Interview de Nicolas VIGIER

Illustration représentant un chronomètre sur fond de ville

<< La surveillance de la qualité de l'air est très cadrée, tant sur le choix des sites d'installation des capteurs que sur le matériel à utiliser pour chaque polluant >>.

Nicolas Vigier est responsable du service exploitation d’Air Rhône-Alpes. Air Rhône-Alpes est une association (loi 1901) régionale s’occupant d’évaluer la qualité de l’air dans notre région et d’informer la population, dans le cadre d’un agrément du ministère de l’écologie.

Dans cet entretien, organisé à l'occasion de la réflexion menée sur le monitoring environnemental participatif, il explique comment le dispositif Air Rhône-Alpes fonctionne pour produire, analyser et rendre compte de données sur la qualité de l’air.

Réalisée par :

Date : 03/07/2014

Quel est le dispositif technique dont dispose Air Rhône-Alpes pour surveiller la qualité de l’air ?
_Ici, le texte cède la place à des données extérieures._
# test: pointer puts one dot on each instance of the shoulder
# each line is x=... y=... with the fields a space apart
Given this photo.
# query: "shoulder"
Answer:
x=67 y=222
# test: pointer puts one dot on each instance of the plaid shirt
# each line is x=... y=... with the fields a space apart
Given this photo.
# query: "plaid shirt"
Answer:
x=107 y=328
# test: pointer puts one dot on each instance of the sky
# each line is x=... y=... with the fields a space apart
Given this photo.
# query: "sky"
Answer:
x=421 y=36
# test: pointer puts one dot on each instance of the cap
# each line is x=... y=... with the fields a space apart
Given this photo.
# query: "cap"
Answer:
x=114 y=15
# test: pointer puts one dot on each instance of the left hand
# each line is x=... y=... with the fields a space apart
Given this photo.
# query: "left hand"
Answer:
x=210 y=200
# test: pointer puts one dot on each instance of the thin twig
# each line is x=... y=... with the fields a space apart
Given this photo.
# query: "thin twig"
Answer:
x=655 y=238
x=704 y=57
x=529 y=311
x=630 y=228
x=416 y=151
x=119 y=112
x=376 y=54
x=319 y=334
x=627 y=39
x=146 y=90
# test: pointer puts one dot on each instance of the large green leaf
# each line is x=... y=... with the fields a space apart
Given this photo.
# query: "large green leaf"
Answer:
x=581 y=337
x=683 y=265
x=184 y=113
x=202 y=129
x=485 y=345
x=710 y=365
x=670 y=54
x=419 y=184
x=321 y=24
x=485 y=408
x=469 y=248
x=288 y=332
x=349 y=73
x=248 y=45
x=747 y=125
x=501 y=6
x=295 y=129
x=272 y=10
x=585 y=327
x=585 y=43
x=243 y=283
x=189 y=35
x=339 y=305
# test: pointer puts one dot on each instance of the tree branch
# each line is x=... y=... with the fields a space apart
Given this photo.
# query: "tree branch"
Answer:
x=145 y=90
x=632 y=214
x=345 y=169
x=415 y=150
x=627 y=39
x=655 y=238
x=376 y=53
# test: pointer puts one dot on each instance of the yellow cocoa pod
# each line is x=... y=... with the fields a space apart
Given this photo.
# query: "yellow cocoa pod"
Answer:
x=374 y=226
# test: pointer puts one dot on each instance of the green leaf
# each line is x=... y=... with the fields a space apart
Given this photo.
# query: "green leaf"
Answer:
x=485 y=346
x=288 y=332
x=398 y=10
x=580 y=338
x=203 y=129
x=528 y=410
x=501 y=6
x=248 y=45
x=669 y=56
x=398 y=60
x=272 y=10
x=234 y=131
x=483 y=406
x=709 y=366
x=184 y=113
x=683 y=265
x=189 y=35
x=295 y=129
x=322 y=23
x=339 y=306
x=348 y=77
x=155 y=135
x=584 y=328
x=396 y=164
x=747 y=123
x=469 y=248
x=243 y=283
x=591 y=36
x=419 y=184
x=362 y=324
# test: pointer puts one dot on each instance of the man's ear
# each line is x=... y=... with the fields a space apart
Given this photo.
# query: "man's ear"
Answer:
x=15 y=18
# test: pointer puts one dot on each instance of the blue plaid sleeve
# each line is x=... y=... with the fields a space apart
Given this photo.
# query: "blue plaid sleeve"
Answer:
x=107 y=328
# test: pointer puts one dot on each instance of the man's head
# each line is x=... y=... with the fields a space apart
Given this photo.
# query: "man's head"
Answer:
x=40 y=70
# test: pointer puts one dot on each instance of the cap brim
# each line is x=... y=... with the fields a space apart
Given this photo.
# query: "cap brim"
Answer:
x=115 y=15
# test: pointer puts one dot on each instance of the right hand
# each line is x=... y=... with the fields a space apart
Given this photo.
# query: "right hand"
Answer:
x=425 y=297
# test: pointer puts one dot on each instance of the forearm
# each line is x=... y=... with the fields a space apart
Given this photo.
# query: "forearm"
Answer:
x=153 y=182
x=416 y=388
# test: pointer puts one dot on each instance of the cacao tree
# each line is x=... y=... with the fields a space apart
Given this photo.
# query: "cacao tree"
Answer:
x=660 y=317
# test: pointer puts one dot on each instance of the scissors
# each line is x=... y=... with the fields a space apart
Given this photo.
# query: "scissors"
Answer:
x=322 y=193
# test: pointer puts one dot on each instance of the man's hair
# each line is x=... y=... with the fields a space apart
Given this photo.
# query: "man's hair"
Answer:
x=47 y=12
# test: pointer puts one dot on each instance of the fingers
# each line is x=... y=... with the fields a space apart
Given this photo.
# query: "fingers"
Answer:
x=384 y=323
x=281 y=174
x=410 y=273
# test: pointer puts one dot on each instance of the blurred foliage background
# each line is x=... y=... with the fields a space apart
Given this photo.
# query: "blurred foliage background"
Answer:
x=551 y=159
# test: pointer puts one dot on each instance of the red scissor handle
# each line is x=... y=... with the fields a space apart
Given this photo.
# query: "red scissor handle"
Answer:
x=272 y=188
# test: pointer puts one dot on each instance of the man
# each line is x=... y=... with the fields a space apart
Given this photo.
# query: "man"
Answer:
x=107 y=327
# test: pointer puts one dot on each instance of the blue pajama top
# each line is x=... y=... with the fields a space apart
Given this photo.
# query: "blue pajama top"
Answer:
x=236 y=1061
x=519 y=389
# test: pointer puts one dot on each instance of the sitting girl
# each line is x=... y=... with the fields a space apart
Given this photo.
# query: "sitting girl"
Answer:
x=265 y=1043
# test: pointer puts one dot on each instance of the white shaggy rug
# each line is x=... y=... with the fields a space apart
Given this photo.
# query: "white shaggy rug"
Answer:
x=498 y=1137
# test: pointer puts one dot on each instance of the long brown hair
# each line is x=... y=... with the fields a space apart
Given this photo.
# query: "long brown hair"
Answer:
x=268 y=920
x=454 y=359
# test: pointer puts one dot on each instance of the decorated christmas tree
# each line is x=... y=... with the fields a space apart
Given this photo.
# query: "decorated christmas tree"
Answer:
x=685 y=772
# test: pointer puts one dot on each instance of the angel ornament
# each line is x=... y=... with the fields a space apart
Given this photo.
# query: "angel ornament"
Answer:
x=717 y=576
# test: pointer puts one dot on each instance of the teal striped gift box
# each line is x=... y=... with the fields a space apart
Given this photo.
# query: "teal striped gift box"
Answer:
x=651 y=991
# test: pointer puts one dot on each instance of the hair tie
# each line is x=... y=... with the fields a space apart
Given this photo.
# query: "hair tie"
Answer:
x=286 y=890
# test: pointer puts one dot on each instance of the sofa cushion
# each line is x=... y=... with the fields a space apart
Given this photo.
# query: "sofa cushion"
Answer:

La surveillance de la qualité de l’air s’appuie à la fois sur les mesures obtenues par des capteurs et par des simulations produites par des outils numériques, pour modéliser et dresser les cartes de la qualité de l’air.

Pour réaliser des mesures, nous disposons de trois moyens différents. Tout d’abord, 68 sites fixes de surveillance permanente, répartis dans toute la région Rhône-Alpes, sur lesquels sont contrôlés un certain nombre de polluants réglementés par les directives européennes. Ces sites font office de points de références et permettent de mesurer la pollution de fond en milieu rural ou péri-urbain. Les capteurs fixes sont installés dans plusieurs types de lieux, selon un protocole strict, avec une plus forte densité au niveau des zones habitées, des zones urbaines ou industrielles ou à proximité des voies de circulation.

Outre les capteurs fixes, Air Rhône-Alpes dispose d’une quinzaine de moyens mobiles, composés de différents types d’analyseurs. Ils ont pour fonction d’obtenir un échantillon représentatif de la qualité de l’air sur un territoire donné, via des campagnes de mesures réparties sur les différentes saisons de l’année. Il existe aussi des moyens plus légers, utilisables pour des mesures indicatives. Ce sont des systèmes de prélèvement de l’air très simples, appelés tubes passifs, positionnés sans restriction sur le territoire. Ils sont exposés pendant une semaine ou deux puis récupérés pour en analyser le contenu en laboratoire, en fonction du polluant mesuré. Il s’agit donc d’une mesure différée mais elle permet d’avoir des éléments cartographiques intéressants à un coût relativement modéré.

Les analyseurs utilisés font l’objet de différents agréments, il n’est pas possible d’utiliser n’importe quel type d’appareil pour mesurer la qualité de l’air dans le cadre réglementaire. La surveillance de la qualité de l’air est très cadrée, tant sur le choix des sites d’installation des capteurs que sur le matériel à utiliser pour chaque polluant.

 

Comment choisissez-vous les sites sur lesquels vous installez vos capteurs ?

Les capteurs sont installés sur différents types de sites, par typologie. Il y a des sites destinés à mesurer l’ambiance générale, la pollution de fond en milieu rural ou urbain. Ces sites visent à être représentatifs du quotidien de la majorité des individus, mais sans être directement en bordure d’une voie de circulation ou sous une influence industrielle.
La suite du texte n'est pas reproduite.